Leadership boundary

Years ago, I reached out to one of my mentors, Gillian Ferrabee, because I was stuck. I had been working with young leaders, giving them autonomy, coaching, and encouragement—but something wasn’t clicking. No matter how much freedom I gave them, no matter how much I emphasized that they could take risks, they hesitated. They stalled. They avoided stepping fully into leadership.

I couldn’t figure it out.

I explained my frustration to Gillian, who has 20+ years of experience working with high-performing talent and some of the most creative teams in the world, 12 of those years as the casting director and director of the Creative Lab at Cirque du Soleil. Her entire career revolved around developing artists who thrived in uncertainty—people who had to create something from nothing, over and over again.

After listening to me, she said something that completely shifted my perspective:

Leadership is decision-making. And the extent of your leadership is the extent to which you’re willing to make decisions that put you at risk.”

That hit me. Because I realized leadership wasn’t just about talent, skills, intelligence, or even the ability to manage people and projects effectively. It was about how far someone was willing to push their decision-making boundary—the invisible line between what feels safe and what feels like too much risk.

Decision Boundary

Every leader has a decision-making boundary—a mental perimeter where they feel safe making choices. Inside the boundary, decisions feel manageable. Outside of it, decisions feel overwhelming, dangerous, or paralyzing.

The problem? Our brains often make things feel more high-stakes than they actually are. The fear response kicks in, treating small risks as if they could lead to catastrophic failure. This is why many young leaders hesitate—not because they lack ability, but because they haven’t yet trained themselves to differentiate between true high-stakes decisions and those that only feel that way.

The greatest leaders aren’t the ones who make perfect decisions. They’re the ones who are willing to make decisions at the edge of uncertainty—who trust themselves even when they don’t have all the answers.

Science of Decision-Making

Why do some people expand their decision-making capacity while others stay stuck? The answer lies in psychology and neuroscience.

1. The Fear Factor: How the Brain Reacts to Risk

When we make high-stakes decisions, our amygdala (the brain’s fear center) fires off alarms. It treats uncertainty as a threat, pushing us toward avoidance. But here’s the thing—our brains often exaggerate the stakes. Many risks we face as leaders are actually low-stakes disguised as high-stakes. The key is learning to differentiate between the two.

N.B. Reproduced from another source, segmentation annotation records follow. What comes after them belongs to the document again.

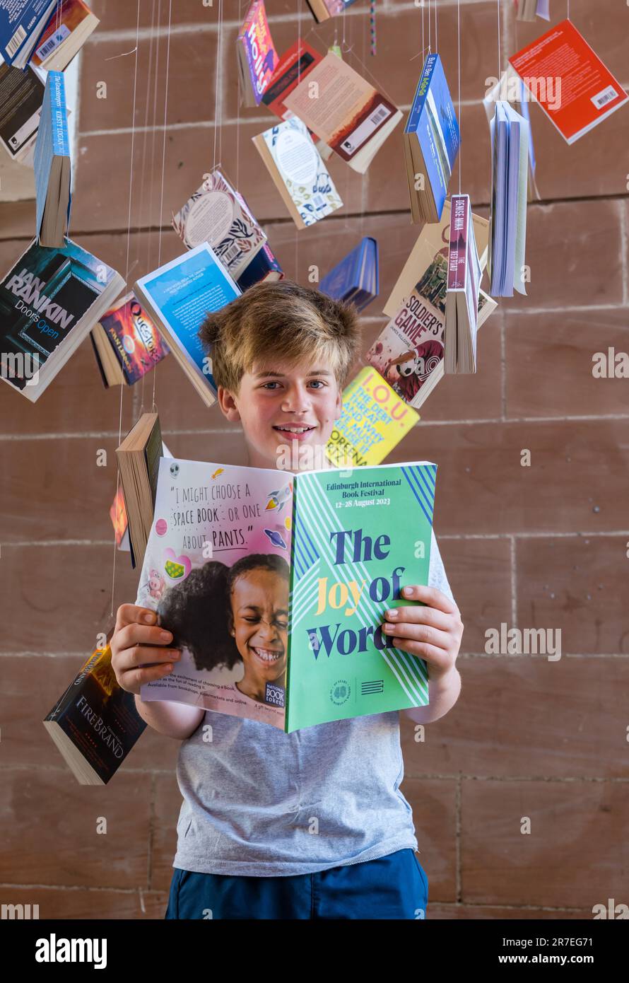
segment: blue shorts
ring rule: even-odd
[[[429,882],[410,847],[316,874],[238,877],[175,867],[166,918],[426,918]]]

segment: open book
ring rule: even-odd
[[[436,466],[287,471],[162,458],[136,604],[182,658],[142,687],[290,732],[428,703],[381,631],[427,584]]]

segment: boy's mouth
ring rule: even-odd
[[[274,431],[293,440],[303,440],[312,431],[315,430],[314,424],[277,424]]]
[[[260,649],[258,646],[254,645],[250,645],[250,649],[265,665],[272,665],[274,663],[279,662],[284,655],[283,649]]]

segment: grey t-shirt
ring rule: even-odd
[[[434,533],[429,584],[454,600]],[[173,867],[281,877],[417,849],[403,776],[398,711],[286,734],[208,710],[179,751]]]

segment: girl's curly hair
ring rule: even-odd
[[[167,591],[157,607],[159,622],[173,633],[173,646],[190,649],[198,669],[231,669],[242,662],[229,634],[229,568],[209,560]]]

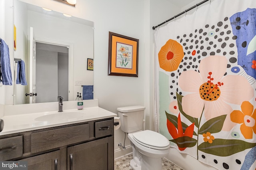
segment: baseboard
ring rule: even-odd
[[[120,148],[114,150],[114,157],[115,160],[132,153],[132,149],[130,145],[125,147],[126,149]]]

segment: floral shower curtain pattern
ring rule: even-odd
[[[215,0],[155,40],[160,133],[218,169],[255,170],[255,0]]]

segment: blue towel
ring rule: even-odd
[[[27,81],[26,80],[26,73],[25,73],[25,63],[21,60],[18,61],[17,67],[17,79],[16,84],[20,84],[23,85],[27,85]]]
[[[12,85],[9,47],[3,40],[0,39],[0,82],[2,81],[3,85]]]
[[[83,86],[83,100],[93,99],[93,85]]]

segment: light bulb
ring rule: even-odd
[[[71,17],[72,16],[72,15],[68,15],[66,14],[63,13],[63,15],[65,16],[66,16],[67,17]]]
[[[47,11],[51,11],[52,10],[50,10],[50,9],[42,7],[42,8]]]
[[[67,0],[67,2],[68,4],[72,4],[72,5],[76,4],[76,0]]]

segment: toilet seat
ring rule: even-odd
[[[170,141],[162,134],[152,130],[146,130],[132,134],[137,142],[148,148],[164,150],[170,148]]]

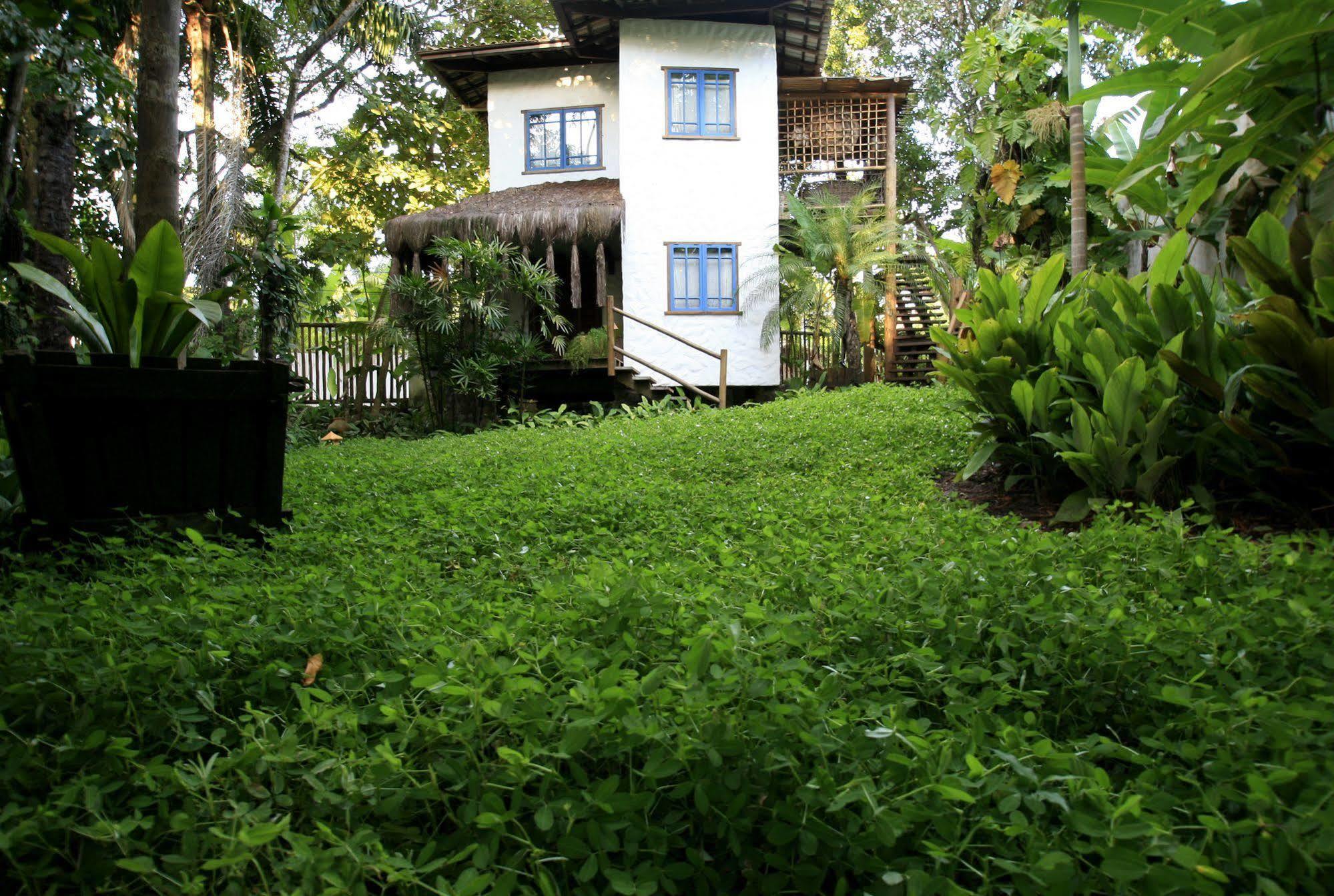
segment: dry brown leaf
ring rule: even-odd
[[[1021,177],[1023,172],[1014,159],[991,165],[991,189],[996,191],[996,196],[1006,205],[1014,201],[1014,191],[1019,187]]]
[[[301,679],[301,684],[307,688],[315,684],[315,676],[320,673],[324,668],[324,655],[316,653],[311,659],[305,660],[305,677]]]

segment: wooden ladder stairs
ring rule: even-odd
[[[926,264],[923,259],[902,259],[894,277],[895,332],[886,359],[886,383],[912,385],[935,380],[931,327],[943,327],[946,313],[931,288]]]

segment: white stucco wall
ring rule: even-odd
[[[760,347],[760,324],[778,295],[756,296],[755,284],[750,289],[746,284],[771,257],[778,239],[774,44],[770,25],[620,23],[622,301],[627,311],[700,345],[728,349],[728,385],[779,381],[778,340]],[[738,139],[663,137],[663,67],[738,69]],[[739,243],[742,313],[668,315],[667,243]],[[694,383],[718,383],[715,359],[634,321],[627,321],[624,345]]]
[[[523,173],[526,161],[523,113],[570,105],[602,105],[602,169]],[[552,180],[619,177],[620,157],[616,67],[564,65],[494,72],[487,79],[487,136],[491,148],[491,189],[527,187]]]

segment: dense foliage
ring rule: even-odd
[[[1301,216],[1289,236],[1261,215],[1230,243],[1245,284],[1206,281],[1189,247],[1179,232],[1146,273],[1066,288],[1061,255],[1022,285],[980,272],[959,312],[970,329],[934,331],[936,365],[980,424],[964,476],[992,456],[1039,488],[1073,473],[1077,517],[1089,497],[1210,500],[1202,489],[1215,488],[1327,511],[1334,224]]]
[[[1334,543],[988,516],[948,404],[356,440],[267,551],[4,557],[7,889],[1322,892]]]
[[[131,367],[141,357],[176,357],[200,325],[221,317],[217,301],[229,291],[187,297],[185,256],[167,221],[144,235],[128,265],[105,240],[93,239],[85,255],[51,233],[35,232],[33,239],[69,263],[79,297],[40,268],[19,261],[9,267],[60,301],[65,327],[89,352],[127,355]]]
[[[436,237],[430,273],[390,281],[404,311],[395,325],[412,349],[436,429],[479,425],[486,409],[523,400],[527,365],[566,347],[559,279],[500,240]]]

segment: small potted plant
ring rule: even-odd
[[[283,519],[289,371],[277,361],[188,357],[220,317],[221,291],[185,293],[180,239],[165,221],[128,265],[36,233],[69,260],[77,296],[32,265],[13,269],[56,296],[79,351],[5,352],[0,365],[13,463],[28,517],[56,531],[124,515],[251,531]]]

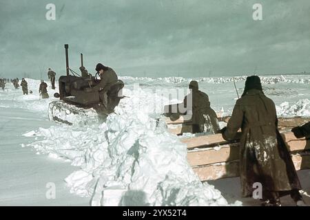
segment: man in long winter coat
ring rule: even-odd
[[[191,81],[189,88],[191,89],[191,93],[184,98],[183,103],[184,107],[187,108],[188,98],[192,98],[192,122],[194,124],[194,133],[217,133],[220,129],[218,117],[216,113],[210,107],[208,95],[199,90],[197,81]]]
[[[48,98],[50,96],[48,94],[48,85],[44,82],[44,80],[41,80],[40,87],[39,88],[39,93],[42,98]]]
[[[28,95],[28,83],[23,78],[21,79],[21,89],[23,89],[23,94]]]
[[[227,126],[222,129],[227,140],[241,128],[240,175],[242,194],[252,196],[254,184],[262,186],[263,206],[280,206],[280,197],[291,195],[298,206],[304,203],[291,157],[278,130],[273,102],[262,92],[257,76],[247,78],[241,98],[234,108]]]
[[[50,83],[52,84],[52,89],[55,89],[56,73],[52,71],[52,69],[48,68],[48,76],[50,80]]]

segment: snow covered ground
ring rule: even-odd
[[[239,95],[245,78],[235,78]],[[1,178],[0,188],[6,192],[4,195],[0,194],[0,204],[23,204],[25,200],[20,195],[24,195],[30,205],[240,205],[236,201],[242,199],[231,196],[229,190],[224,190],[220,184],[235,181],[235,188],[238,185],[236,180],[212,182],[215,188],[207,182],[201,183],[187,162],[186,146],[156,120],[169,100],[172,102],[183,100],[192,79],[122,79],[125,82],[123,94],[128,98],[121,101],[116,113],[110,116],[104,123],[83,127],[48,121],[48,104],[56,99],[52,98],[51,89],[50,98],[39,99],[39,80],[27,79],[29,88],[34,91],[29,96],[23,96],[21,90],[14,89],[12,85],[8,85],[5,91],[0,91],[0,120],[3,131],[0,138],[5,140],[1,143],[0,159],[3,160],[0,163],[6,167],[0,171],[1,176],[5,177]],[[231,78],[196,80],[199,81],[200,89],[209,95],[212,108],[216,111],[231,112],[237,98]],[[262,81],[265,94],[278,106],[279,116],[310,116],[310,76],[265,77]],[[31,157],[29,153],[35,155],[32,150],[40,155]],[[27,155],[25,158],[18,156],[23,153]],[[14,160],[15,157],[20,164]],[[42,164],[37,164],[36,160]],[[39,167],[34,167],[35,164]],[[50,166],[55,166],[55,170]],[[11,175],[12,167],[16,168]],[[35,174],[31,173],[34,170]],[[51,174],[48,175],[48,172]],[[309,170],[300,172],[301,179],[309,179]],[[28,183],[23,189],[18,189],[19,184],[6,184],[20,182],[20,175]],[[40,186],[27,180],[28,177],[37,175]],[[61,186],[58,194],[56,188],[55,200],[45,198],[48,182]],[[304,187],[309,190],[309,182],[305,184],[307,186]],[[69,190],[72,195],[68,195]],[[33,191],[39,194],[34,196]],[[61,199],[61,202],[57,200],[59,194],[66,198]],[[79,199],[76,195],[80,196]],[[247,201],[242,201],[247,205]]]

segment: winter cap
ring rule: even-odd
[[[103,70],[107,70],[107,67],[105,67],[105,66],[104,66],[104,65],[103,65],[101,63],[98,63],[96,65],[96,72],[99,72],[100,70],[101,70],[101,69],[103,69]]]
[[[262,84],[260,83],[260,78],[258,76],[251,76],[247,77],[245,80],[245,90],[242,96],[245,96],[250,89],[257,89],[262,91]]]
[[[192,89],[197,89],[198,90],[198,85],[197,81],[192,80],[191,82],[189,82],[189,88]]]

Great leaders train their prefrontal cortex (the rational part of the brain) to regulate that fear—to see risk as an opportunity instead of a danger. They get comfortable taking small risks first, gradually stretching their capacity to handle bigger ones.

2. Cognitive Biases That Keep Leaders Stuck

  • Loss Aversion: The pain of losing feels twice as intense as the pleasure of winning. Leaders avoid risk because failure feels too costly—even when success is within reach.

  • Status Quo Bias: The brain prefers what’s familiar, even if it’s not effective. Leaders default to old patterns instead of stepping into the unknown.

  • Overconfidence Bias: Some leaders trust their instincts too much, refusing to seek feedback. Others trust themselves too little, constantly second-guessing.

  • Confirmation Bias: Leaders naturally seek out information that supports what they already believe, which can blind them to better solutions.

Expand Your Decision-Making Boundary

1. Reframe Failure as Data

  • Stop treating failure as a personal reflection of ability. Instead, see it as a necessary feedback loop.

  • Analyze past failures for patterns—what worked, what didn’t, and what should change next time.

  • Develop a post-mortem habit after big decisions to extract learning instead of dwelling on mistakes.

2. Build Decision-Making Muscles in Low-Stakes Environments

  • Start with low-stakes risks—making small choices quickly to train your brain for bigger decisions.

  • Set a daily “risk challenge” where you intentionally make a choice outside of your comfort zone.

  • Reflect on how often you treat low-stakes decisions as high-stakes—is the fear really justified?

  • Surround yourself with decisive people—decision-making is contagious.

3. Use the 80/20 Rule to Avoid Overthinking

  • Recognize when you have enough data to make an informed decision. Overanalyzing leads to stagnation.

  • Identify the 20% of information that drives 80% of your decision-making effectiveness.

  • Use structured frameworks (e.g., pros/cons lists, weighted decision matrices) to speed up your process.

4. Trust Your Vision, Execute with Confidence

  • Clarify the outcome you’re aiming for before getting lost in details.

  • Set a deadline for decisions—avoid the trap of indefinite deliberation.

  • Embrace ownership—once you decide, move forward with full commitment.

Where Does Your Boundary Stop?

Gillian’s words have stuck with me: Leadership is decision-making, and the extent of your leadership is the extent of your willingness to take risks.

So the question is: Where does your leadership boundary stop? And more importantly—what would happen if you stepped beyond it?